The Coast Guard has always held a special place in my heart, particularly after reading "So Others May Live" by Martha J. LaGuardia-Kotis, about Coast Guard Rescue Swimmers. Now we have a new book co-authored by Casey Sherman and Michael J. Tougias which was adapted by a team of script writers for Director Craig Gillespie ("Lars and the Real Girl" and "Million Dollar Arm"). They made a thrilling actioner that will leave you exhausted but happy. It's based on a real event which is still considered to be the greatest small-boat rescue in the history of the Coast Guard.
This movie takes place in 1952 off the coast of Cape Cod when a pair of oil tankers are caught in a vicious blizzard and destroyed; the violent seas broke both of them in half. We end up with only the stern of the SS Pendleton left afloat. The crew could see the welds failing and had closed all the bulkheads. Of course their major challenges are maneuverability and communications...along with overwhelming waves, lack of leadership (their captain was in the other end), and an endless series of crises, which prompt one desperate tactic after another.
Because this is based on real people, we don't see any swashbuckling bravado, but instead we see visible hesitation and concern about this rash decision, AND the aftereffects as the adrenalin wears off following that hair-raising rescue.

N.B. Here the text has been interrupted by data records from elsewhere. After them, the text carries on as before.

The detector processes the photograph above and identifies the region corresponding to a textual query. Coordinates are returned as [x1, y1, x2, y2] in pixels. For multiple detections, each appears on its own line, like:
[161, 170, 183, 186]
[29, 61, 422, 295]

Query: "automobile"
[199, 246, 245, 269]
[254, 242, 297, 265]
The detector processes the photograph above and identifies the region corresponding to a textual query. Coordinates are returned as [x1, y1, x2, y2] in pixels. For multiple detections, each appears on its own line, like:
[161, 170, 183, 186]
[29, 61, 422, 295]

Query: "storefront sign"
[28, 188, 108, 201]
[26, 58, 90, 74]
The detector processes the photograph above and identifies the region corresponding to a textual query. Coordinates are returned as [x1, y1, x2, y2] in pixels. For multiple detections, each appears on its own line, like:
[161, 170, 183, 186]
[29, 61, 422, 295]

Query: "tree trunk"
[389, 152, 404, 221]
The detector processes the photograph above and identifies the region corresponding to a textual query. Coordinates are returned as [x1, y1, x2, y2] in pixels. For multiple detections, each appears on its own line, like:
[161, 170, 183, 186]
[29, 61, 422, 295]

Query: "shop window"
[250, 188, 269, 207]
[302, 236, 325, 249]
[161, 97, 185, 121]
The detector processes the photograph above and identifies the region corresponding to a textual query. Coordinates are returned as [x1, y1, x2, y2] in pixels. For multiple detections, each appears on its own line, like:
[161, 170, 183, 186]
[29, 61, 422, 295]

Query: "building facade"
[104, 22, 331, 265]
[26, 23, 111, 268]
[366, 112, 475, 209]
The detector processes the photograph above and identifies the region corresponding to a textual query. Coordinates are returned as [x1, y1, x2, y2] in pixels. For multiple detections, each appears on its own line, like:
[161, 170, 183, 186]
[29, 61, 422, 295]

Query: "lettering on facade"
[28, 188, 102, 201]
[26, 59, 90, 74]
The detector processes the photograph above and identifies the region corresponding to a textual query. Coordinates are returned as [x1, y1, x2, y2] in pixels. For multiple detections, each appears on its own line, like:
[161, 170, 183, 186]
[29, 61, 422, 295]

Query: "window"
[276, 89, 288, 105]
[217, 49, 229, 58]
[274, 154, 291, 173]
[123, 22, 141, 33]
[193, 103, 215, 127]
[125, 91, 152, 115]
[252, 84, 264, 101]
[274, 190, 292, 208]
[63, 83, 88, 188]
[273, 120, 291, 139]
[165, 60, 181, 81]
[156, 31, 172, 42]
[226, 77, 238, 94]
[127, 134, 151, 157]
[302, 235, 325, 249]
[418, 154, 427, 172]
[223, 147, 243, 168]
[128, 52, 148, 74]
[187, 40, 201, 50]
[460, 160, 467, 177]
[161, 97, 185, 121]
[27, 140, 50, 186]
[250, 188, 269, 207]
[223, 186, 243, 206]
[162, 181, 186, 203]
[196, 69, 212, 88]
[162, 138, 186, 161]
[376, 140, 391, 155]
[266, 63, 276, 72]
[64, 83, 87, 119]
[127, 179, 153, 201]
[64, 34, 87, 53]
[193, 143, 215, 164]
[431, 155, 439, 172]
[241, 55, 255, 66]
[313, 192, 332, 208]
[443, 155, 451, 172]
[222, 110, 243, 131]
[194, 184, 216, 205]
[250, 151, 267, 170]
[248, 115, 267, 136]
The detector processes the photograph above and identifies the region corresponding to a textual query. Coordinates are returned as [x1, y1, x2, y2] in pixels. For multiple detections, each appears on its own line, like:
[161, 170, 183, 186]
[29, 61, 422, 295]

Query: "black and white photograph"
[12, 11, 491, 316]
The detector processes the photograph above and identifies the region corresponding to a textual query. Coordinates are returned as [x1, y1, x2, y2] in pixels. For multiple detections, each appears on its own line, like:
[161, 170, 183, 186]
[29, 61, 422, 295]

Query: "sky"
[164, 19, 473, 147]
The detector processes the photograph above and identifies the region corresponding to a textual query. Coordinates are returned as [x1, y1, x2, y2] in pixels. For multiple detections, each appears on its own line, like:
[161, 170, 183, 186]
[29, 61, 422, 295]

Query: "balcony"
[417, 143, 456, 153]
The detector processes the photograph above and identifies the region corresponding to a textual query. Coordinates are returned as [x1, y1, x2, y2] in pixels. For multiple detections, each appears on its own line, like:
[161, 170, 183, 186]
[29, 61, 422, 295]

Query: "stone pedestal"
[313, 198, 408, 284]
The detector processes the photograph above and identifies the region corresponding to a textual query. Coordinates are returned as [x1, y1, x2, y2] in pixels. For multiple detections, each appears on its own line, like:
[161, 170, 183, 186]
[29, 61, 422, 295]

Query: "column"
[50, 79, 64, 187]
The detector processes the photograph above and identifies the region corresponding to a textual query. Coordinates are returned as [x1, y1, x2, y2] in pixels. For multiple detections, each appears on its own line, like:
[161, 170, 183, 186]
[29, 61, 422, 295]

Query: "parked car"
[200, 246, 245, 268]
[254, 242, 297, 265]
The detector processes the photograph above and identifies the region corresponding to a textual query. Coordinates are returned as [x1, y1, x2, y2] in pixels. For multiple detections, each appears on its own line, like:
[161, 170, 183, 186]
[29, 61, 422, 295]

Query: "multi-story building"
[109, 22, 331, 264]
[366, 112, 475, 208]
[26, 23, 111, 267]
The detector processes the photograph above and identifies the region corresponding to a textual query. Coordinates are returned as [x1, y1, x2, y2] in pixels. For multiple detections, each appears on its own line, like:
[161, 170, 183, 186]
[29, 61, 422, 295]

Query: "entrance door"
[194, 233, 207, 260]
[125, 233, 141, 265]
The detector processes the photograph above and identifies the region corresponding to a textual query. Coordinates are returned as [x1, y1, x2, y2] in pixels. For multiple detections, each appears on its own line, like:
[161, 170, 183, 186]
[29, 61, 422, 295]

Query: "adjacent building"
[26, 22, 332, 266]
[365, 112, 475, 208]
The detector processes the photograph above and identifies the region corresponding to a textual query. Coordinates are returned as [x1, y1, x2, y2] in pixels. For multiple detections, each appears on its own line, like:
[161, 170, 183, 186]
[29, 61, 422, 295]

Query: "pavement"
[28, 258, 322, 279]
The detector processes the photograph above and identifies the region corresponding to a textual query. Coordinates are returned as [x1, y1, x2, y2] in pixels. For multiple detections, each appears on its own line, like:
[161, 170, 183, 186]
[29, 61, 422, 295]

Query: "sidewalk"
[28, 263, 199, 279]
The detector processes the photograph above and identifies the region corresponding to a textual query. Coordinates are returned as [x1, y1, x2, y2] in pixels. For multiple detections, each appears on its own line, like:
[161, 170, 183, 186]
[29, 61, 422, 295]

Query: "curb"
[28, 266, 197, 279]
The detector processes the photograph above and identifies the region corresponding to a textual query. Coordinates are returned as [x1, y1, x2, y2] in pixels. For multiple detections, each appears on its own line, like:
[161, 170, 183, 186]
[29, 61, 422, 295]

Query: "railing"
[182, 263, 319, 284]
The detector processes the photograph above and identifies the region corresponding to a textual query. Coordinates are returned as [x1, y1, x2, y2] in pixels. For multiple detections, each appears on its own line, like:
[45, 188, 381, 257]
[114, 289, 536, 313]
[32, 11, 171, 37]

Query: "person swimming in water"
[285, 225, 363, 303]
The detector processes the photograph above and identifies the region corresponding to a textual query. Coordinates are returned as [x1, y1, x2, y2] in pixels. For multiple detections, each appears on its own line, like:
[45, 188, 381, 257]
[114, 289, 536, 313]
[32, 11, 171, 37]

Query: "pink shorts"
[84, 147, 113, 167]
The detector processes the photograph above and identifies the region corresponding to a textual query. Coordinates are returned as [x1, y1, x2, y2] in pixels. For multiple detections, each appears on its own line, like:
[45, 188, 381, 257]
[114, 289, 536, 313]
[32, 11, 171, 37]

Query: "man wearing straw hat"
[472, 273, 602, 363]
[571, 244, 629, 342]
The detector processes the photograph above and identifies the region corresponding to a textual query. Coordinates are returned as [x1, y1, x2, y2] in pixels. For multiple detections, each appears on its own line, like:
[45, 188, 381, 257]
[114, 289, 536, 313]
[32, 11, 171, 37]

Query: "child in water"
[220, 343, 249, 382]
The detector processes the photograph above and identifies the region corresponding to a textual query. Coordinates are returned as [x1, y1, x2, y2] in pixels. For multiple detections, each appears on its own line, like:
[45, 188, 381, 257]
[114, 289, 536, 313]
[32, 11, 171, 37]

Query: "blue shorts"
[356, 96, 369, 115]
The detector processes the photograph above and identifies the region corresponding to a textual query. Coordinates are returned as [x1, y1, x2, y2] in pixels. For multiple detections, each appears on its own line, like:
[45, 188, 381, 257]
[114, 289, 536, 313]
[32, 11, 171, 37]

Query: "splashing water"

This is rated PG-13, so expect an overwhelming storm at sea, but no profanity, no sweaty bodies and not one gunshot or car crash! Wow! What you WILL see is the resourcefulness of humans, the tenacity of these seafaring heroes and a wonderful wrap up which includes newspaper accounts of the incident, photos of the "real" people and bits of biographies to provide a satisfying end to a thrilling film. Please recommend this to your friends!